Your ultimate goal should be to figure out the true scope of the work. Often the commissioning editor or producer doesn’t really know what they need or want from you. By asking detailed questions about the scope of the project, you will often uncover extra pieces of information that will require more of your time and resources, and, as such, should be factored into the deal.

Storyhunter storyteller Barbara Beltramello shot this video for The Huffington Post.

3. Document any changes to the project.

The act of writing down any changes in the production ensures that the communication between you and your publisher was effective and understood. This will ensure that both sides understand the scope clearly, and sometimes a visible list of line items or project benchmarks can show the client just how much work the project entails and provide additional leverage.

4. Work backwards from your day rate.

Once you’ve figured out the project’s scope, be realistic about the number of days it will require. Then work backwards to figure out if you’re actually getting paid fairly for the amount of time that you expect to be working. This is how you figure out your minimum. Then, if you see that you’re undervaluing the cost, ask your publisher if they can pay at least your day rate.

Storyhunter filmmaker Ivan Abreu created this video for Ensia.

5. Double check expense policies.

Sometimes producers aren’t aware of their company’s expense policies. It’s always better to know your allotment for expenses — if any — before starting a project. Make sure you clarify whether expenses are covered in the deal. If not, you want to make sure there is a policy for adding them later. If there is a cap, make sure your production plans do not exceed it.

6. Don’t work on “spec”.

While some media companies will promise you a rate for work on spec, it’s best practice not to do any shooting until you have a firm commitment from the company.

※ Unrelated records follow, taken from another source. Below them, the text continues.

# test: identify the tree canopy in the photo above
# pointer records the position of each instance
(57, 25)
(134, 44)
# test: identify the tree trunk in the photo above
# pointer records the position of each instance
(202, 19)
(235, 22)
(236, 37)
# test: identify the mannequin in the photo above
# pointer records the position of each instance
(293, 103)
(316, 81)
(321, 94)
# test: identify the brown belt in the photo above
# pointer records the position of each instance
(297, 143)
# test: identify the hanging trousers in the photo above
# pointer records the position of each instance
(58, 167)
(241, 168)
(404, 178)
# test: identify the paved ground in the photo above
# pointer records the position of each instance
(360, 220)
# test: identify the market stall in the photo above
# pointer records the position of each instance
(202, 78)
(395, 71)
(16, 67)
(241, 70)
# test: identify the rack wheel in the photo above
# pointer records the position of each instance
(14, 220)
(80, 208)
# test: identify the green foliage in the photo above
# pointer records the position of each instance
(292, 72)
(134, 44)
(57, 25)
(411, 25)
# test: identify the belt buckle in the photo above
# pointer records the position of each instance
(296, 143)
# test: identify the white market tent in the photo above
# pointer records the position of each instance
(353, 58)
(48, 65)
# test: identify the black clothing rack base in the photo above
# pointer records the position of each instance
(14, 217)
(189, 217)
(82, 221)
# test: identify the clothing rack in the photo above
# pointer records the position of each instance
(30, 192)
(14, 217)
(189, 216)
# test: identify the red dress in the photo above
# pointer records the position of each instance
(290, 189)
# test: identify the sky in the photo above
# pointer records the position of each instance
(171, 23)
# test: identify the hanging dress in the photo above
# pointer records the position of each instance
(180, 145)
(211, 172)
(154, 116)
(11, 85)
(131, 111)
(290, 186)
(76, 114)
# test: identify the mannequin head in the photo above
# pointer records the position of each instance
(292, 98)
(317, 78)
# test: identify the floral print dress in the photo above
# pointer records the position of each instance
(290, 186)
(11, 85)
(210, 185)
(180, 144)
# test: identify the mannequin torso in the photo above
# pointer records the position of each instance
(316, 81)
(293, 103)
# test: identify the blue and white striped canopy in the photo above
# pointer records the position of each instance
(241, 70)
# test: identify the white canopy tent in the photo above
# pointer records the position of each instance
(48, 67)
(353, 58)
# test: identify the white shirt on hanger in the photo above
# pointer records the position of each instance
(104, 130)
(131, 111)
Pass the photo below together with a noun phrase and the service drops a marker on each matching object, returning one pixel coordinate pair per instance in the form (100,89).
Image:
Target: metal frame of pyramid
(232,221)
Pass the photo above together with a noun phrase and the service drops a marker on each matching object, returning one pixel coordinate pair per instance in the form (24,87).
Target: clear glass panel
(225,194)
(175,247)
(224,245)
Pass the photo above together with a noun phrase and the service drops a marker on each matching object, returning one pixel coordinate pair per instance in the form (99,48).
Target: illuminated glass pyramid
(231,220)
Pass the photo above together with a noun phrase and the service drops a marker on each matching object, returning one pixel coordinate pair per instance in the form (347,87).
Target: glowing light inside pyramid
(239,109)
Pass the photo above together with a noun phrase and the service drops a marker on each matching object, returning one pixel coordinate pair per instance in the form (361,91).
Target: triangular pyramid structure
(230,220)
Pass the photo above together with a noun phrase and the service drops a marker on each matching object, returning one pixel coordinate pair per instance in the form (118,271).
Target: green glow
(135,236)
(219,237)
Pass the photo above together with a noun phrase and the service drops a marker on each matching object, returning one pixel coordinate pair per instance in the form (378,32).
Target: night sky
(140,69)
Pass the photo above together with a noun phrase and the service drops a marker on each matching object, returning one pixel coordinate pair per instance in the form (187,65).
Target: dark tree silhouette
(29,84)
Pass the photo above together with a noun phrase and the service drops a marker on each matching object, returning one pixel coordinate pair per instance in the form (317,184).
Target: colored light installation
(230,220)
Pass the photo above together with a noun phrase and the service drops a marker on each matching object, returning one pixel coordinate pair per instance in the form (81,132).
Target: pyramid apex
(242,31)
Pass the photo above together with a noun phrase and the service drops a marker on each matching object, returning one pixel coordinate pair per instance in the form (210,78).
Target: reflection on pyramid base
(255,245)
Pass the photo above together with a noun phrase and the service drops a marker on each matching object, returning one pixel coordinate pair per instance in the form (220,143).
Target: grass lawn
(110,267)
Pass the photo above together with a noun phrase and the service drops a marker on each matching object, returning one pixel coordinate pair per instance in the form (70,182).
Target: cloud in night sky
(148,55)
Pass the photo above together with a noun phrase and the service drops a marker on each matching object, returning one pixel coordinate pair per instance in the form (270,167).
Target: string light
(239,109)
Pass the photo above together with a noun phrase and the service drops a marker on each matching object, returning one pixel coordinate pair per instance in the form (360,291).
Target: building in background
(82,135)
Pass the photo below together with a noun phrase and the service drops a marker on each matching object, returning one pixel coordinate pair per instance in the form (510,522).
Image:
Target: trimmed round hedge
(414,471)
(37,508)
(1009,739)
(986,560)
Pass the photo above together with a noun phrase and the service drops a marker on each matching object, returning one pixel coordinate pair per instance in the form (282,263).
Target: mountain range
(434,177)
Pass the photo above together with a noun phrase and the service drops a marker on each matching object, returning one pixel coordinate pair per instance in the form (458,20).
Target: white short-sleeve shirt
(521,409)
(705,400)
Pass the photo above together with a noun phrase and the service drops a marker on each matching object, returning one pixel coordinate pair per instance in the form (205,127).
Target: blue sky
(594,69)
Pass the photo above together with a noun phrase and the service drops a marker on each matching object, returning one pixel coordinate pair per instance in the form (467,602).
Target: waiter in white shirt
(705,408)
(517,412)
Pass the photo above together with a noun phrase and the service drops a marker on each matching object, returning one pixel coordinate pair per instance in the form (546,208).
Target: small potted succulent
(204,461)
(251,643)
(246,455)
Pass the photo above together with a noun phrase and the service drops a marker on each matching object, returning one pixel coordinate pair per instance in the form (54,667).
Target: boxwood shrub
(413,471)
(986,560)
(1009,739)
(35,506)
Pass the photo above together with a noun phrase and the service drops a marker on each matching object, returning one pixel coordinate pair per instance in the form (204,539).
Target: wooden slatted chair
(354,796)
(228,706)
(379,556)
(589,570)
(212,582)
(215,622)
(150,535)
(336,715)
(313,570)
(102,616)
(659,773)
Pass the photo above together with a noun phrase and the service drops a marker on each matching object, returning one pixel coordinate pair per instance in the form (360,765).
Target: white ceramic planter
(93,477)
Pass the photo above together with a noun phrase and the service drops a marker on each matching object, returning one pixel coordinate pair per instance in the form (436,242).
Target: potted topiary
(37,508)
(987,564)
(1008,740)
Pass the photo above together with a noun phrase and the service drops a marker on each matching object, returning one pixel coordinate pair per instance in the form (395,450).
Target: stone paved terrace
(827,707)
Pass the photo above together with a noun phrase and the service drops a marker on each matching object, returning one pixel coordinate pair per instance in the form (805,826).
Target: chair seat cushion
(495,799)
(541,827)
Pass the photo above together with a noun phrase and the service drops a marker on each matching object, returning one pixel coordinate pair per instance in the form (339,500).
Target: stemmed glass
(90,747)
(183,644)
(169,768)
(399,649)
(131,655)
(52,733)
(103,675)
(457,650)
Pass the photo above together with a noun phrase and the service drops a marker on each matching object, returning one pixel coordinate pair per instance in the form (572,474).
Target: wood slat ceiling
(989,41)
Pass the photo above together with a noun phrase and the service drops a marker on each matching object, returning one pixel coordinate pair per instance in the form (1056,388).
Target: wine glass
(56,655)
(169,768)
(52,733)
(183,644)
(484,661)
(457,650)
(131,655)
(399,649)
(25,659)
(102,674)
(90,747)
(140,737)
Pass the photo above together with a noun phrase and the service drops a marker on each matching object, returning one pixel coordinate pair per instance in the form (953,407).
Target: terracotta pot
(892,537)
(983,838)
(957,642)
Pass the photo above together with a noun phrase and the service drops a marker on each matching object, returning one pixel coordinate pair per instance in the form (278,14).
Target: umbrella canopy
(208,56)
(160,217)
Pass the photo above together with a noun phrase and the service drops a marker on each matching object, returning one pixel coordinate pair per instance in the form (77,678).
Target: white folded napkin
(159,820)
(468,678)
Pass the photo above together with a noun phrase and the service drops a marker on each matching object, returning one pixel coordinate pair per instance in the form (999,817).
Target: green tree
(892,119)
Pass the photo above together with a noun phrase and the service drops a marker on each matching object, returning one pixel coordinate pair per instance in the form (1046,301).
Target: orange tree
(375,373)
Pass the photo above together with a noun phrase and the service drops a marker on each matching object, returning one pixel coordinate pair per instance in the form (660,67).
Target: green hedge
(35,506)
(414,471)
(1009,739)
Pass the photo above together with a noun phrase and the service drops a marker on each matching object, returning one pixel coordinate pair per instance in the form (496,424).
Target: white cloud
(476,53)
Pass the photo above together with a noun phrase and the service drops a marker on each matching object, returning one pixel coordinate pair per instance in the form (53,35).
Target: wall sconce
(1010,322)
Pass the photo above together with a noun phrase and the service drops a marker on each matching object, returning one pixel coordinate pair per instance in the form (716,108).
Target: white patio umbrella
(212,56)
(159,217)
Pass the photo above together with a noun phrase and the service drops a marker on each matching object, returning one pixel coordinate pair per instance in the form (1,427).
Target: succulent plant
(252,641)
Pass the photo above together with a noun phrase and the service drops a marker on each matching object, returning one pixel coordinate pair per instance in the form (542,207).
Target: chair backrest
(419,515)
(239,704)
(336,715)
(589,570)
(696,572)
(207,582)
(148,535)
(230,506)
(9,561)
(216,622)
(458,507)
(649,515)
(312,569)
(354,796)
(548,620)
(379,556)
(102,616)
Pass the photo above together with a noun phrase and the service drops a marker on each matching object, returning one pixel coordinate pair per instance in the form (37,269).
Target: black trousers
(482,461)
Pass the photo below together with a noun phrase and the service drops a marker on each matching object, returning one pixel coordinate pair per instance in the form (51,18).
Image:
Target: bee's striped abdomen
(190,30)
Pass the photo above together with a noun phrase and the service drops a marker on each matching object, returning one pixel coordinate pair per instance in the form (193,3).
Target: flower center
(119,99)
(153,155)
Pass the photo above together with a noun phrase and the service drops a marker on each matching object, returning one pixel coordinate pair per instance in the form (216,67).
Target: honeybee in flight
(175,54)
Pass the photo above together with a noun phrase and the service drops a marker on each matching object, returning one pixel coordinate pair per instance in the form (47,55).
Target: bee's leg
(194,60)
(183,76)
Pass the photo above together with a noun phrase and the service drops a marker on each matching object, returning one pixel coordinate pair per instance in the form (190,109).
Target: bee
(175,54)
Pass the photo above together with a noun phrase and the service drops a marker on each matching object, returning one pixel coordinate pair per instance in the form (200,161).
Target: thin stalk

Once you do a job on spec, even if you come back with the material required, you lose all leverage for negotiation. Agree on price, get the commission, and then do the job to ensure you never waste your time or resources.

7. Ask for more rights.

If a company won’t budge on pricing and you still want to do the job, ask if they’ll let you keep the footage or the rights to the video you create. This way, you have the option of selling the same material again and again.

8. Learn how to say no.

The first rule of negotiation is being ready to walk away. If a publisher won’t offer you what you’re worth, it’s better for you to just say no, however difficult that might be. The effect of this action is that you protect your time, and the publisher understands the actual value of the project. Often they will come back to you because they appreciate your work and unique skills.

What other techniques do you use to negotiate freelance rates?